Perhaps it is us that made God in our image and not the other way around. All of the characteristics we put in God can in some way be found in our society. The massive amount of scientific and medical knowledge is so large and well-documented that it borders on omniscience. The power that we have as a society to heal the sick, comfort people, feed people, and just do good is amazing. Putting all one’s faith in a god makes you focus on the supernatural instead of what’s really there. But when we put our faith in our fellow man, the world suddenly becomes an amazing place, not stricken by a curse, but flourishing with possibility. Goodness doesn’t come from a god; goodness is realized by us, and it’s our responsibility if it isn’t.

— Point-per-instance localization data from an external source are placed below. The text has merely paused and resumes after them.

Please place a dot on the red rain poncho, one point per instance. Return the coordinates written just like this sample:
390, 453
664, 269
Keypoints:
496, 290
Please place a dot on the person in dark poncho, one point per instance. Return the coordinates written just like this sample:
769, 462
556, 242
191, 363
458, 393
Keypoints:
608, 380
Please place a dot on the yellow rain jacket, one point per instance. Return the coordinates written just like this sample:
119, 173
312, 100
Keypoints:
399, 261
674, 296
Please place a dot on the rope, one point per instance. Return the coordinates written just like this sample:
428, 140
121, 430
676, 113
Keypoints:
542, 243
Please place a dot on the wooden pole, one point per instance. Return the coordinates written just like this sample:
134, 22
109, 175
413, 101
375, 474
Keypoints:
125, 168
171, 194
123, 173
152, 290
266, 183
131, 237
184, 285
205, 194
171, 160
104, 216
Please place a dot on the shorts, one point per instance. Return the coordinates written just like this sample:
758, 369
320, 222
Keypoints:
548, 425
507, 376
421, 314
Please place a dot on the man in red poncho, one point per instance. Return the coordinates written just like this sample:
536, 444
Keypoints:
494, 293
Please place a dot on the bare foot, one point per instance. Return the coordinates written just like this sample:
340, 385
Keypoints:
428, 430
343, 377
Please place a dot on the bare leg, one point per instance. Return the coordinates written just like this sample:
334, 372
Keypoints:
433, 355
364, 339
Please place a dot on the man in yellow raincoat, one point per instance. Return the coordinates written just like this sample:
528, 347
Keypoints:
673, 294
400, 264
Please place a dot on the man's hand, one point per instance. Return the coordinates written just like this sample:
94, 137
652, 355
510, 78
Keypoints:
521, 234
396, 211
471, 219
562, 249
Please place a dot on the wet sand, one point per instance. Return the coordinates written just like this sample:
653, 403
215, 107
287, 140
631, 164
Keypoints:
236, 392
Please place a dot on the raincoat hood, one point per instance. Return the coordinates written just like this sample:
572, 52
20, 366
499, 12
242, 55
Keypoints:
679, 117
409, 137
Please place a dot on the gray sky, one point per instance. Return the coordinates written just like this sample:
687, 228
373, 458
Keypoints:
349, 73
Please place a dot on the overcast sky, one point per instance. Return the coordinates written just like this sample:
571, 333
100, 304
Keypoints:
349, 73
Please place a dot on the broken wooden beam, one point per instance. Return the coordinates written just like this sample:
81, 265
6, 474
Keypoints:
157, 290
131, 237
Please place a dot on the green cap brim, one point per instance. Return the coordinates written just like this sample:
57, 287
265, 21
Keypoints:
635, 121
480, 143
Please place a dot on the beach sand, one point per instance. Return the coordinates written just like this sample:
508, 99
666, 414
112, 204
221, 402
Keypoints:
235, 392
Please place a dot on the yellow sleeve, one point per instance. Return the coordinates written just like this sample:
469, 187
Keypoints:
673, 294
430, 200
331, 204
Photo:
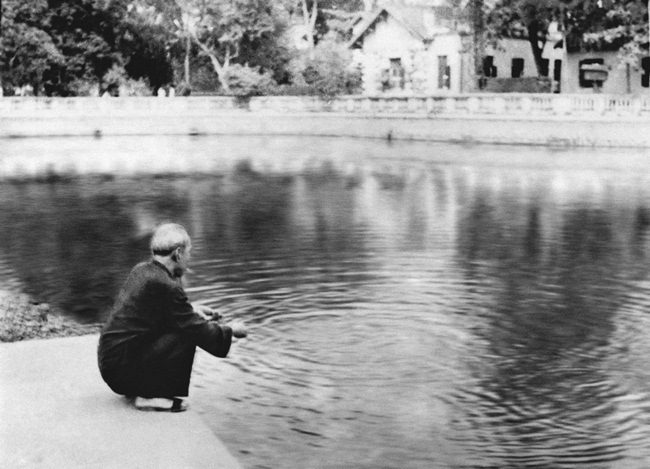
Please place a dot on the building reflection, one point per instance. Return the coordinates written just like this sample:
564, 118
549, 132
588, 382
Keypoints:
552, 254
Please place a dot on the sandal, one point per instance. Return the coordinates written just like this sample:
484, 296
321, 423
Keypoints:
161, 404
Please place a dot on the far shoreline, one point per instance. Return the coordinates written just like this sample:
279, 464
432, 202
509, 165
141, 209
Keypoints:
22, 318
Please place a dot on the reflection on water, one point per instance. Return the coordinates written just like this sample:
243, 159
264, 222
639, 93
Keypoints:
420, 313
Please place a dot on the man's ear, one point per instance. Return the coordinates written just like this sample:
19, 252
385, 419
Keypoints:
177, 254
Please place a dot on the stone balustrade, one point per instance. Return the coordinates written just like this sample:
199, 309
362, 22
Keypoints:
534, 105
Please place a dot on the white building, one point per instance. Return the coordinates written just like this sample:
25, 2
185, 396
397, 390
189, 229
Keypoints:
569, 71
409, 50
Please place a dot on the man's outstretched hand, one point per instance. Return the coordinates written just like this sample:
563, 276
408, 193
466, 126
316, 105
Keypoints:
206, 312
238, 329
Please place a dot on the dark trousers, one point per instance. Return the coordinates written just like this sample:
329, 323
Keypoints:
162, 369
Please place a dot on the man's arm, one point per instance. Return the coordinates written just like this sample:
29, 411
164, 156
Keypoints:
209, 335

Humanism, ethics and moral philosophy help us to discover the moral laws. Biblical authors took a stab at it, but we can and are doing better. It’s time that we break from the human tradition of the past 10,000 years and stop looking to the sky, supposed sacred texts, or pieces of toast for guidance and meaning. It’s time we started really seeing each other, hearing the countless untold stories and understanding the mutual respect it brings. We should live to awaken possibility in others, and be less quick to judge others for race, religion or orientation because we realize that we’re all in this together. So for one man, the movement begins.